The United Nations official indicated that the need to reach a global agreement, based on a true technological revolution and capable of converging with the post-2015 development agenda, is becoming more urgent every day, as is the study of the link between climate change and inequality.
In her opinion, the 20th session of the Conference of the Parties to the United Nations Framework Convention on Climate Change (COP 20), which will be held in December in Lima, Peru, represents a unique opportunity for the region to send a strong message to that effect.
Bárcena participated on Wednesday, October 8 in the joint inauguration of the III Workshop of the Latin American and Caribbean Platform on Low Emission Development Strategies (LEDS LAC) and the Meeting of Latin American and Caribbean Think Tanks on Sustainable Development and Climate Change: Reflections in Preparation for the COP 20 in Lima.
She was accompanied by Fernando Farías, Head of the Office of Climate Change at the Chilean Environment Ministry and President of the Executive Committee of the LEDS LAC Platform; and Teresa Ribera, Director of the Institute for Sustainable Development and International Relations (IDDRI). Margarita Astrálaga, Regional Director for Latin America and the Caribbean at the United Nations Environment Program (UNEP), was also present.
According to ECLAC's recently launched document The economics of climate change in Latin America and the Caribbean: Paradoxes and challenges, the economic costs of climate change could vary between 1 and 4.5% of the annual Gross Domestic Product (GDP) of Latin America and the Caribbean, in the case that the temperature rises 2.5° C above the historical average. Adaptation measures, therefore, are estimated at around 0.5% of regional annual GDP.

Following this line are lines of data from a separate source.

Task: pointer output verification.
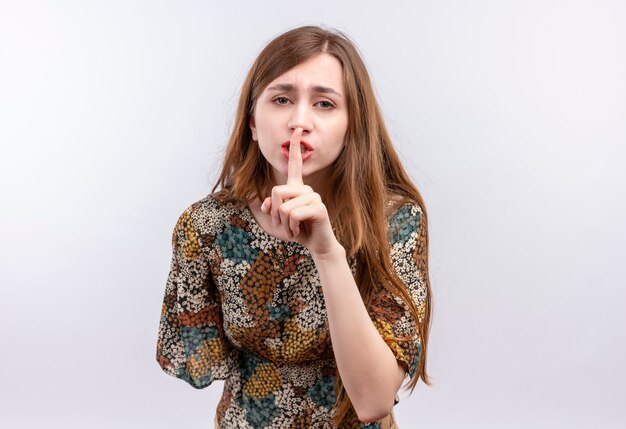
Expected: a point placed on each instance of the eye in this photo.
(325, 104)
(281, 100)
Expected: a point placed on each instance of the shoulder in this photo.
(404, 219)
(208, 216)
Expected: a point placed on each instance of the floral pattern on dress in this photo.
(247, 308)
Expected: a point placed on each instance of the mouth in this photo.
(305, 149)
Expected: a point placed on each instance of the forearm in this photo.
(369, 370)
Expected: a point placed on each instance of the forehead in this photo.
(320, 70)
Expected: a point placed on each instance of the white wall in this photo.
(510, 115)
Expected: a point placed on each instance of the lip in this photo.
(305, 155)
(307, 146)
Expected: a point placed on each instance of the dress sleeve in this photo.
(191, 344)
(391, 316)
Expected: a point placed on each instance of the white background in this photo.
(509, 115)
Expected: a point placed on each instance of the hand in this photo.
(299, 209)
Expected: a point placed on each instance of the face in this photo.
(311, 95)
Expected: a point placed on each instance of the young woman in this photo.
(303, 281)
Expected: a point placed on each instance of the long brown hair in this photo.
(366, 177)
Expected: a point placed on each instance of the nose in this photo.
(301, 117)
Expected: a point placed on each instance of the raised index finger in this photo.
(294, 168)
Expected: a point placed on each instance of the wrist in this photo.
(336, 252)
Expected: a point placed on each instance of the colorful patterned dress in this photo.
(245, 307)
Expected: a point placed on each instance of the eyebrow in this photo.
(290, 88)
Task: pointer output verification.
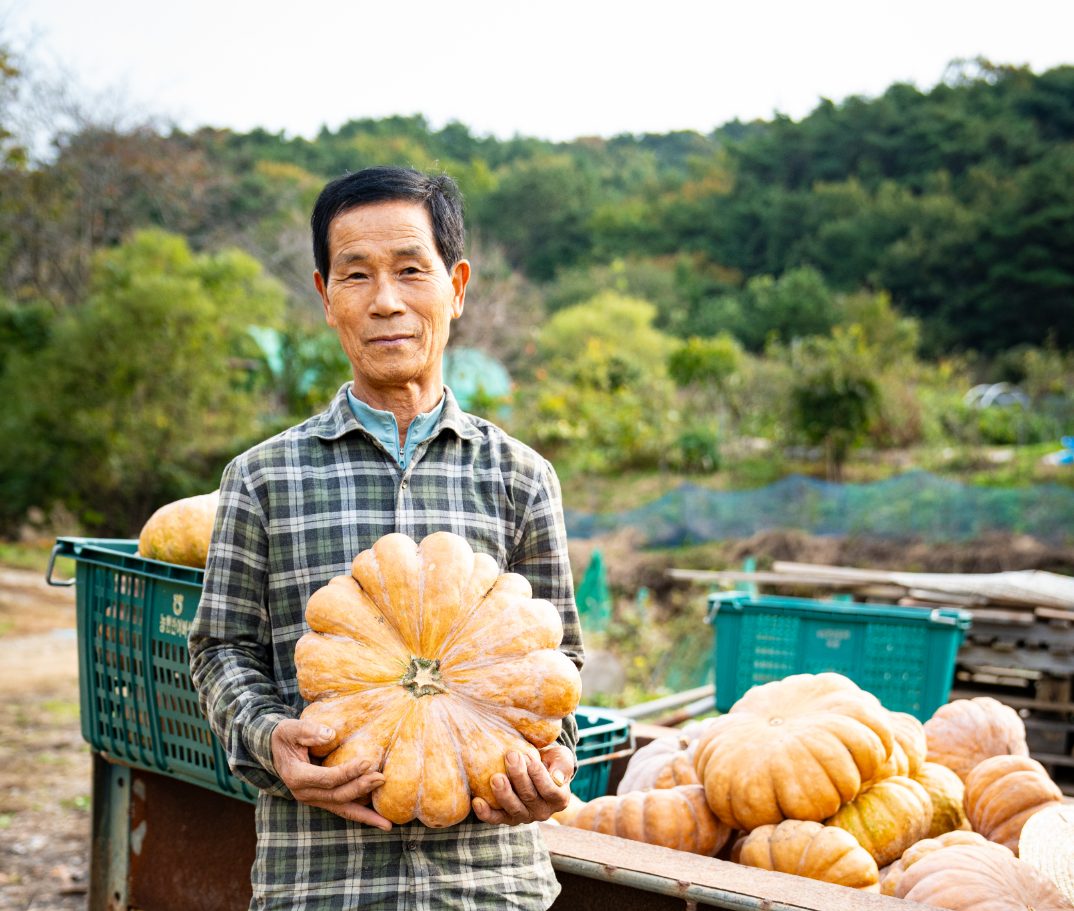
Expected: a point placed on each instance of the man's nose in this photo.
(387, 299)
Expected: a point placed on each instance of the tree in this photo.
(600, 399)
(835, 393)
(140, 395)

"Our production and consumption patterns are at the bottom of the problem. We have already reached some worrisome limits in terms of the carrying capacity of ecosystems and the absorption of greenhouse gases," Bárcena summarized, calling on the region's countries to focus their efforts on decisions to invest in infrastructure, which is a bridge between the present and a desirable future.
Meanwhile, Fernando Farías recalled the recent commitment made by the Chilean government to reduce polluting emissions by 20% as of 2020. To achieve that, he said "the country needs to work on low-emission development strategies in the long term, aimed at decoupling economic and social growth from the increase in greenhouse gas emissions."
Teresa Ribera, from IDDRI, contended that Latin America and the Caribbean "is one of the most important regions for achieving success in the coming months" on the definition of a global climate agreement, considering its historic commitment, the hosting of the COP 20 in Lima, and the fact that the region "combines all the difficulties, concerns, differences and points in common" that exist worldwide with regard to this issue.
The workshop of the Platform LEDS LAC, which will conclude its work on Friday, is organized by ECLAC and the Chilean Environment Ministry, with support from the LEDS LAC Secretariat, the IDB, the World Bank, the UNDP and the Euroclima Program, financed by the European Union.
During the gathering, participants will share experiences, good practices and lessons learned. They will also take part in trainings and establish ways of collaborating on low-carbon development and climate change.
Meanwhile, the meeting of the Latin American and Caribbean think tanks is organized by ECLAC and IDDRI, with support from the Euroclima Program.
The Regional Workshop on Pollutant Release and Transfer Registers, which is supported by the Organization for Economic Cooperation and Development (OECD), will take place on Thursday, also at ECLAC.